En París la razón puede más que el fanatismo, por grande que éste pueda ser, mientras que en provincias el fanatismo domina siempre la razón.
El señor de Beaumont, célebre abogado del parlamente de París, tomó primero su defensa y redactó una consulta que fue firmada por quince abogados. El señor Loiseau, no menos elocuente, compuso un memorial en favor de la familia. El señor Mariette, abogado del tribunal, escribió un recurso jurídico que llevó la convicción a todas las mentes.
Estos dos generosos defensores de las leyes y la inocencia renunciaron en favor de la viuda al beneficio de las ediciones de sus alegatos. París y Europa entera se conmovieron y pidieron justicia juntamente con aquella mujer infortunada. La sentencia fue pronunciada por todo el público mucho antes de que pudiera ser dictada por el tribunal.
La compasión penetró hasta el ministerio, a pesar del ininterrumpido torrente de los negocios, que a menudo excluye la piedad y, a pesar de la costumbre de ver desgraciados, que puede endurecer aún más el corazón. Las hijas fueron devueltas a la madre. Se vio a las tres, cubiertas de crespón y bañadas en lágrimas, haciéndolas verter a sus jueces.
Pero esta familia tuvo todavía algunos enemigos, porque se trataba de religión. Varias personas, que llaman en Francia devotas, dijeron con altivez que era preferible someter al tormento de la rueda a un viejo calvinista inocente que exponer a ocho consejeros del Languedoc a reconocer que se habían equivocado: se utilizó incluso esta expresión: “Hay más magistrados que Calas”; y se infería de esto que la familia Calas debía ser inmolada en honor a la magistratura. No se pensaba que el honor de los jueces consiste, como el de los demás hombres, en reparar sus faltas. No se cree en Francia que el papa, asistido de sus cardenales, sea infalible: se podría creer igualmente que ocho jueces de Toulouse tampoco lo son. Todo el resto de la gente sensata y desinteresada decía que la sentencia de Toulouse sería anulada en toda Europa aunque consideraciones particulares impedirían la casación en el tribunal.
Éste era el estado de esta asombrosa aventura, cuando ha hecho nacer en la mente de personas imparciales, pero sensibles, el designio de presentar al público algunas reflexiones sobre la tolerancia, sobre la indulgencia, sobre la conmiseración, que el padre Hauteville llama dogma monstruoso, en su declamación ampulosa y errónea sobre estos hechos, y que la razón llama atributo de la naturaleza.

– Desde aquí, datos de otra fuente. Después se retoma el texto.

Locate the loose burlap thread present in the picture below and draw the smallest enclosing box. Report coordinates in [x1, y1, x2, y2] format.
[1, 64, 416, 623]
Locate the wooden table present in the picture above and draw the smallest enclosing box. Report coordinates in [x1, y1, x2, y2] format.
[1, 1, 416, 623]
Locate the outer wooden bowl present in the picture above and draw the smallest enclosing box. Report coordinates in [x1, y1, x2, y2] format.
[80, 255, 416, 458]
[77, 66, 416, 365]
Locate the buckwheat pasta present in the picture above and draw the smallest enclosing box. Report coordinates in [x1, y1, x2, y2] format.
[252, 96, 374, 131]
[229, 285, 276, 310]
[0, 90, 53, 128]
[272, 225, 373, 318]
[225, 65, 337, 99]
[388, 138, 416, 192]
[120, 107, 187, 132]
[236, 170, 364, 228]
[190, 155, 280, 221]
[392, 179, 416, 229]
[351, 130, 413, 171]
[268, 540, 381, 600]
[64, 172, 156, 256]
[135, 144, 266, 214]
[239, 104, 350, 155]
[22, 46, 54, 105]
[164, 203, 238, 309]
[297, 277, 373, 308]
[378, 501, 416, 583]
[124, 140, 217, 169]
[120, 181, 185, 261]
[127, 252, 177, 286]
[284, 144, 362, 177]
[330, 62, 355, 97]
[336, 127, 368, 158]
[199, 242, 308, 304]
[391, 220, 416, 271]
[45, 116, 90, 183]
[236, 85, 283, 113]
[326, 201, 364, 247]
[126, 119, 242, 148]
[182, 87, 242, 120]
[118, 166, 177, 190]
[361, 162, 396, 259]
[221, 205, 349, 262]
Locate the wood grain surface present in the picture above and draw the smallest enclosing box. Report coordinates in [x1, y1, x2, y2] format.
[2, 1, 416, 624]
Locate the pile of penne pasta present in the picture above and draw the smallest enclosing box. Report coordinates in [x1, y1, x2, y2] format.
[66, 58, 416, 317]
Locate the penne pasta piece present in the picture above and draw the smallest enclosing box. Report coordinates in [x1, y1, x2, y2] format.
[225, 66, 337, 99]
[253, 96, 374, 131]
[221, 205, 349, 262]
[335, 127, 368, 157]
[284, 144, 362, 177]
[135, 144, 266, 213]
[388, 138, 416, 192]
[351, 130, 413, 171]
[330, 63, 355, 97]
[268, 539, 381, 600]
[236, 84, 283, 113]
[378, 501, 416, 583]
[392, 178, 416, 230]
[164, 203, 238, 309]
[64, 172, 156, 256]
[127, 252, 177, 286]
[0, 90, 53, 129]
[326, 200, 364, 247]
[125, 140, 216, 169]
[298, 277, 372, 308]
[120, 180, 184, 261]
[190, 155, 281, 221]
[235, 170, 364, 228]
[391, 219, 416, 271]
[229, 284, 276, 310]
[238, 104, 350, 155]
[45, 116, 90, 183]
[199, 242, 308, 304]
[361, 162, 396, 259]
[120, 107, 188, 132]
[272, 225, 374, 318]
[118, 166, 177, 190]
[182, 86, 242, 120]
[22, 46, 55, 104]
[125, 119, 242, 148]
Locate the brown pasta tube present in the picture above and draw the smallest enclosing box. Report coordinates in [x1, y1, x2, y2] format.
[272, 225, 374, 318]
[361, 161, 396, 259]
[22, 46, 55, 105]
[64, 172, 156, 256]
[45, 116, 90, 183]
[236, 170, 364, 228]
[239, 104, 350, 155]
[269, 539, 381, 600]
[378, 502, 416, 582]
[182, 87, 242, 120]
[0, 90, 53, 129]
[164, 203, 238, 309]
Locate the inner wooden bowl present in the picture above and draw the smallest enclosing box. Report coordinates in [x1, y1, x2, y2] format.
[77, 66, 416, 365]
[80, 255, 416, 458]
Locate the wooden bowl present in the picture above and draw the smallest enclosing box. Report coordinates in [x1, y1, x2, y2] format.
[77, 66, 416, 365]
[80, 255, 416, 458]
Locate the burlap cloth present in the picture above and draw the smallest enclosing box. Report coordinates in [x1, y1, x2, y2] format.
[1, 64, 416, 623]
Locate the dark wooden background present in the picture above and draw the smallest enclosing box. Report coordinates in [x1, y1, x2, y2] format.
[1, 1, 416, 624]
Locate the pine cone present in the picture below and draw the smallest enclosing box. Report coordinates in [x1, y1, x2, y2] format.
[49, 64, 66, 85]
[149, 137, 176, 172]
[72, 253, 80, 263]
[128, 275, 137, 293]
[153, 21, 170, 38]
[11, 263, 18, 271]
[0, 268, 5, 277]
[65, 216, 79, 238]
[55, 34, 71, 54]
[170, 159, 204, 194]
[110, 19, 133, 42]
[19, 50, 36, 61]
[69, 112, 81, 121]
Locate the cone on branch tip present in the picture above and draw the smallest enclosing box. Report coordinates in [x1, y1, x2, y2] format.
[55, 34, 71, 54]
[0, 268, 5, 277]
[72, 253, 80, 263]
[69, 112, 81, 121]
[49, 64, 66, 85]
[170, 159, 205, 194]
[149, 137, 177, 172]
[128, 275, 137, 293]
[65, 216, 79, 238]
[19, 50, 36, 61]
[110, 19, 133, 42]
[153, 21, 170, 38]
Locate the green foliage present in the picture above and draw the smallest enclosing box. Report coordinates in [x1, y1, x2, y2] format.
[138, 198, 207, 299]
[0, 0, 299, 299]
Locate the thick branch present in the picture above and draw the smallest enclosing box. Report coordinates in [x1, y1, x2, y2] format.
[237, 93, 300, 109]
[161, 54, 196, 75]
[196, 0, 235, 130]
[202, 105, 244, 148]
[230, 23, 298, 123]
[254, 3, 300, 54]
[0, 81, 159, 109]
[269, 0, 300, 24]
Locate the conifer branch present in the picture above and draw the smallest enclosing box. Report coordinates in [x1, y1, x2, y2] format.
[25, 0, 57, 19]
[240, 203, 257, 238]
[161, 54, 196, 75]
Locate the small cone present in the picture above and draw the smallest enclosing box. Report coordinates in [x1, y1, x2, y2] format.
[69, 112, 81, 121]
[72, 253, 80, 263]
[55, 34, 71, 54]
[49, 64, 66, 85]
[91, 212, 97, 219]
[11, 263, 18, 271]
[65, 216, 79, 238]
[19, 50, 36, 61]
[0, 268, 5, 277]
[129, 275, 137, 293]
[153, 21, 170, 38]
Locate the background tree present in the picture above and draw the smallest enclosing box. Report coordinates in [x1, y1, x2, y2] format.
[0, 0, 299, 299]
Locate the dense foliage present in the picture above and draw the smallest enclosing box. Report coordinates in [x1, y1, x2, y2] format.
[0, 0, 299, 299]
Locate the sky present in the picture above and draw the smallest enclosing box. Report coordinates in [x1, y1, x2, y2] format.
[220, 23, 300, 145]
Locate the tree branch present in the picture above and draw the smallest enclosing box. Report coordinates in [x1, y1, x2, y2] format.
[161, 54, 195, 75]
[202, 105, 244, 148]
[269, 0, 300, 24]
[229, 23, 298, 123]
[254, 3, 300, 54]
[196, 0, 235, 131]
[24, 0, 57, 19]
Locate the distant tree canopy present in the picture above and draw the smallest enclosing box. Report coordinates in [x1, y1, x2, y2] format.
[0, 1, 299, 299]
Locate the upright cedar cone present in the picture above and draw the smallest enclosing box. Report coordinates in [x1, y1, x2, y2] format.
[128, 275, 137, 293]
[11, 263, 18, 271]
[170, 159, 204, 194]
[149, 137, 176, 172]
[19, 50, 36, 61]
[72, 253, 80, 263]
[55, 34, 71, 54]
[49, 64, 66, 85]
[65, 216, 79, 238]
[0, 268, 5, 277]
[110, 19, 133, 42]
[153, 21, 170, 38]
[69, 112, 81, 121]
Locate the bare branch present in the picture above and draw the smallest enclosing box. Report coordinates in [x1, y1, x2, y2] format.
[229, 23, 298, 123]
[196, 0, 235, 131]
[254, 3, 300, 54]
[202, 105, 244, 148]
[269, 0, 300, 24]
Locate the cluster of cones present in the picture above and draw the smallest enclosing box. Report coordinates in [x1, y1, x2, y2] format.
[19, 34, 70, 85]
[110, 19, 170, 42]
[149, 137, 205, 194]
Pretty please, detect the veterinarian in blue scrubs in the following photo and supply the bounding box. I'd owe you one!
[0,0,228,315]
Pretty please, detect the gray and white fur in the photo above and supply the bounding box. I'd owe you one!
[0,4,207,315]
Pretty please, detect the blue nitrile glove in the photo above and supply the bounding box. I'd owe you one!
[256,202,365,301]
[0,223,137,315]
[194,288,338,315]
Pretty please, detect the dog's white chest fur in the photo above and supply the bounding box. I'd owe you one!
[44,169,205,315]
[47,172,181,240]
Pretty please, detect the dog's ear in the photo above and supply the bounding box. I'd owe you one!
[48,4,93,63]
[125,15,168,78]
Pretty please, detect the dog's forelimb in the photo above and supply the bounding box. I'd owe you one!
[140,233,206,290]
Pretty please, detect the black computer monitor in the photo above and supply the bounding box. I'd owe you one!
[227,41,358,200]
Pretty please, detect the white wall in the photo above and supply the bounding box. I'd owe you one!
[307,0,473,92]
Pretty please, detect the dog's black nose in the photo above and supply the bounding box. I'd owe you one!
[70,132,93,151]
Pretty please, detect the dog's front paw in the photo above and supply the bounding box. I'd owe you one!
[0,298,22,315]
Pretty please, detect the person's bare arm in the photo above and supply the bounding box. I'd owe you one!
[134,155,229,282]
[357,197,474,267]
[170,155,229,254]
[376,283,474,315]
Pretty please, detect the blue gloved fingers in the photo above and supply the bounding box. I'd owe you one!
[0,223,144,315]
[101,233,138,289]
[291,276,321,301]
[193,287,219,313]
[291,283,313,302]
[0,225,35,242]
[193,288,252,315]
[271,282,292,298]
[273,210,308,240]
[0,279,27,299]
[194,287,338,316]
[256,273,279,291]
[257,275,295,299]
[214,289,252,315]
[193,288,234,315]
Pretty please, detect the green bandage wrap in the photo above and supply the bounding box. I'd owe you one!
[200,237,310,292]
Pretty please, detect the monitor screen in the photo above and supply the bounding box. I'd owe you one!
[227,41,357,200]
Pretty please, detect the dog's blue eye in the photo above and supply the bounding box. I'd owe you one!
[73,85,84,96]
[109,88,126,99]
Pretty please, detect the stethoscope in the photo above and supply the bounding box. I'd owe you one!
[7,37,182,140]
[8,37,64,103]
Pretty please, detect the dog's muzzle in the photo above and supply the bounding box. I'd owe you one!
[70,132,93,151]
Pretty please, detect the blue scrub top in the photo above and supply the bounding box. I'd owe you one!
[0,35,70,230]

O bien los jueces de Toulouse, arrastrados por el fanatismo del populacho, han hecho morir en la rueda a un padre de familia inocente, lo que es algo sin ejemplo; o bien este padre de familia y su mujer han estrangulado a su hijo mayor, ayudados en este parricidio por otro hijo y un amigo, cosa que no existe en la naturaleza. En uno u otro caso, el abuso de la religión más santa ha producido un gran crimen. Interesa por lo tanto a la humanidad examinar si la religión debe ser caritativa o bárbara”.